Preview: Medea

Updated: Sep 20, 2020

By Tom Barry

“No good or evil. We are all as wretched as each other”

Amongst the few Ancient Greek texts to have survived the centuries, Euripides’ most renowned (and arguably well-regarded) play Medea stands as a fascinating spyglass into the psyche and society of the time, and its treatment of women. Regarded as a warning of feminine capriciousness by some, and as a proto-feminist diatribe by others, Medea’s position as a classic of the form is beyond contestation.
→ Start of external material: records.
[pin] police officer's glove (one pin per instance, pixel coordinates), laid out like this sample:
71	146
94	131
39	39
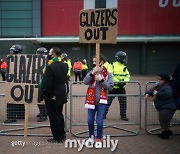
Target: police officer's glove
121	84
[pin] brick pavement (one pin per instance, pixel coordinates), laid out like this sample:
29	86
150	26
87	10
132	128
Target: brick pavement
140	144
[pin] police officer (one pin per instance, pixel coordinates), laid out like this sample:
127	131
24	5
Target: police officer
120	77
66	60
42	116
15	111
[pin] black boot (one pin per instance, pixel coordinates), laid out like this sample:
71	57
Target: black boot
164	135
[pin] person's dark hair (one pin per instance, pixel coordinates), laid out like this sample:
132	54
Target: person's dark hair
102	58
164	76
57	51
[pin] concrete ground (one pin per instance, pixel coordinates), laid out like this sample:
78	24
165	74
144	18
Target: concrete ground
143	143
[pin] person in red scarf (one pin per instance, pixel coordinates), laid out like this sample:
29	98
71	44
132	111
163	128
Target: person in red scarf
100	82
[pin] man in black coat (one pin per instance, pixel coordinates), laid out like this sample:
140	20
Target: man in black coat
55	94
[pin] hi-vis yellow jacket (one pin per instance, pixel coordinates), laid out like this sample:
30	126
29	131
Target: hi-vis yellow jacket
120	73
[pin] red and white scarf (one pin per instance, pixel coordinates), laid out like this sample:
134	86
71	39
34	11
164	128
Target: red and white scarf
91	92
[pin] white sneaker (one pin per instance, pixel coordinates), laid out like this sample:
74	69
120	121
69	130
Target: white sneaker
98	144
89	142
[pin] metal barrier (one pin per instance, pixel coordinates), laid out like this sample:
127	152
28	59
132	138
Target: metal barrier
17	128
152	125
113	125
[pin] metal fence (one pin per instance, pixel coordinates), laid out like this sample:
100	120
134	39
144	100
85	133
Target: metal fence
152	125
113	125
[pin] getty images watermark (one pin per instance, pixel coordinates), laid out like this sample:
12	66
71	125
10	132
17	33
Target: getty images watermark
107	142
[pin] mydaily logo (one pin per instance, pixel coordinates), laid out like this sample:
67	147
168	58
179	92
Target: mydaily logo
107	142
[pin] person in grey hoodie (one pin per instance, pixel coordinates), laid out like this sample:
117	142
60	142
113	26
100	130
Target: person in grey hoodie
100	82
164	103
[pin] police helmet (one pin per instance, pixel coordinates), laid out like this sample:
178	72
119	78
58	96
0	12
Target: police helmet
64	56
16	49
42	51
121	57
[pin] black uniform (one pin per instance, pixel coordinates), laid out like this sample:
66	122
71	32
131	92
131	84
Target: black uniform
54	93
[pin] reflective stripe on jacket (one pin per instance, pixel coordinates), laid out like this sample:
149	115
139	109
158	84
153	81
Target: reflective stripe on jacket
119	72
Beginning tomorrow evening, York Drama Society will stage a revival of a modern reinterpretation of the play, courtesy of Ben Power. His script is shorter, sharper than a literal translation of the original; it liberates the characters and their interactions from the bounds of time and place, and focuses instead on central themes. Where 20th century feminist scholar Carol Hanisch observed that “the personal is political”, Power’s version extricates the relationship between Medea and her former lover Jason from the original’s overarching commentary, rendering what once was political into a profoundly personal power-play between the two, each determined to ‘win’ their ensuing separation, no matter the cost. Acrimony is the order of the day.
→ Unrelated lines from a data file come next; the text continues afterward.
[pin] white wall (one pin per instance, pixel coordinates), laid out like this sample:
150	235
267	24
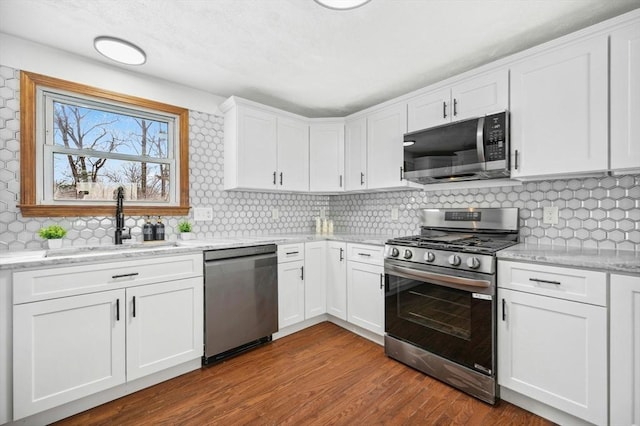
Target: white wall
25	55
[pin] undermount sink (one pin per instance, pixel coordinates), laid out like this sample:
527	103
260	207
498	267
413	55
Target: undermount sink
97	250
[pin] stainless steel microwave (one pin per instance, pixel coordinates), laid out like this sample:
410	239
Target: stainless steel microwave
472	149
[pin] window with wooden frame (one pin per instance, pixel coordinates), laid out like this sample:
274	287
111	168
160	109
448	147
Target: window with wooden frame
79	144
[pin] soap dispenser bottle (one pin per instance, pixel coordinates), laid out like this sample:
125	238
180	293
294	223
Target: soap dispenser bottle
159	229
147	231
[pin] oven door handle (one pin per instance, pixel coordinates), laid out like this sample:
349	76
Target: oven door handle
440	278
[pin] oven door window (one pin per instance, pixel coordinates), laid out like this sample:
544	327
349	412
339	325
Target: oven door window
449	322
441	309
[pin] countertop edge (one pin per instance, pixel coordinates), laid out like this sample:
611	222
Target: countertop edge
606	260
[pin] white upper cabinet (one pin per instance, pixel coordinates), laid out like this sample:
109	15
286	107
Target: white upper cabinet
473	97
356	154
429	110
326	153
625	98
293	155
264	149
385	131
480	95
250	149
559	101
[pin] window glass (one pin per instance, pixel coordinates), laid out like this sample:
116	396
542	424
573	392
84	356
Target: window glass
80	144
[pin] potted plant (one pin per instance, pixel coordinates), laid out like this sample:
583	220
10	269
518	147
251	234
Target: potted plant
53	234
185	230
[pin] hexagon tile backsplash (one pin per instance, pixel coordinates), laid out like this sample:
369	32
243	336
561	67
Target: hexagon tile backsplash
594	212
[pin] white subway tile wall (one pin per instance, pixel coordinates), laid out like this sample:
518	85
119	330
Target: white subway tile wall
593	212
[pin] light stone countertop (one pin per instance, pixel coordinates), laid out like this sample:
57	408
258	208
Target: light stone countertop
82	254
614	261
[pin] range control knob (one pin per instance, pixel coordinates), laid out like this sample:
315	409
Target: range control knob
473	262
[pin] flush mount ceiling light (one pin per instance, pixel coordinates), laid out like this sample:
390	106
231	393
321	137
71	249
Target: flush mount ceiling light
342	4
120	50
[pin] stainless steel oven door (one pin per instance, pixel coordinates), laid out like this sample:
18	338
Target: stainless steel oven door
448	313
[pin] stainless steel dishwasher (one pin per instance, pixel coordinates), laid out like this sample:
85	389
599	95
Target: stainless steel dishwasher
241	299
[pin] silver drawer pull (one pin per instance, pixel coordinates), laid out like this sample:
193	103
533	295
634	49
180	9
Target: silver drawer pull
133	274
538	280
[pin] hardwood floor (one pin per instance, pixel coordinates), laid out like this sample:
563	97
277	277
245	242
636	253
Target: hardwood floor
323	375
The focus of the play remains of course on the eponymous sorceress; while no longer in Ancient Greece, Power has kept almost every element of the original which pertained to the character’s backstories and faculties. Medea’s power is supernatural: she works in ways that defy scientific explanation, but these are merely means to her ultimate goal of revenge against those who have wronged her. This allows her a degree of influence unusual for a woman in her position, especially within the explicitly patriarchal context of the play’s world. Medea is determined not to be beaten by man or god, or worse manipulated by them to ends not her own.

The underlying tragedy pervading the piece, is the fatalism that all characters are subject to.

Kate Lansdale, who plays Medea, defends her as a character who defies categorisation; in a play that savours moral ambiguity, she is neither heroine or anti-heroine, nor even the villain of the piece. Kate hopes that by the time her side of the story is told, the audience will be able to empathise with her motives (if not sympathise with her actions). Medea is forced (at least as she sees it) into a situation where she has no other recourse but to commit an unspeakably heinous crime. Anything else would be to admit defeat, and her entire view has been so warped by the injustices inflicted upon her that she no longer conceives of there being any choice left for her.

The underlying tragedy pervading the piece, is the fatalism that all characters are subject to. All actions and results are preceded by those before, locking every actor into their own personal descent into decay, both moral and literal. The set is dilapidated and grim, which blends well (as director Jess Corner informs me) with the Drama Barn’s well-worn decrepitude. While eschewing any particular style of performance in rehearsal, Corner and the cast have endeavoured to retain the rhythm of the language, stemming from the ancient tradition of oral poetry to which the play still pays homage. At only a hour long, Medea promises to be a concentrated, cathartic experience.

Medea by Euripides, in a version by Ben Power, will be performed at the Drama Barn on the 25th-27th of November at 7:30pm. Tickets are available on the door and online.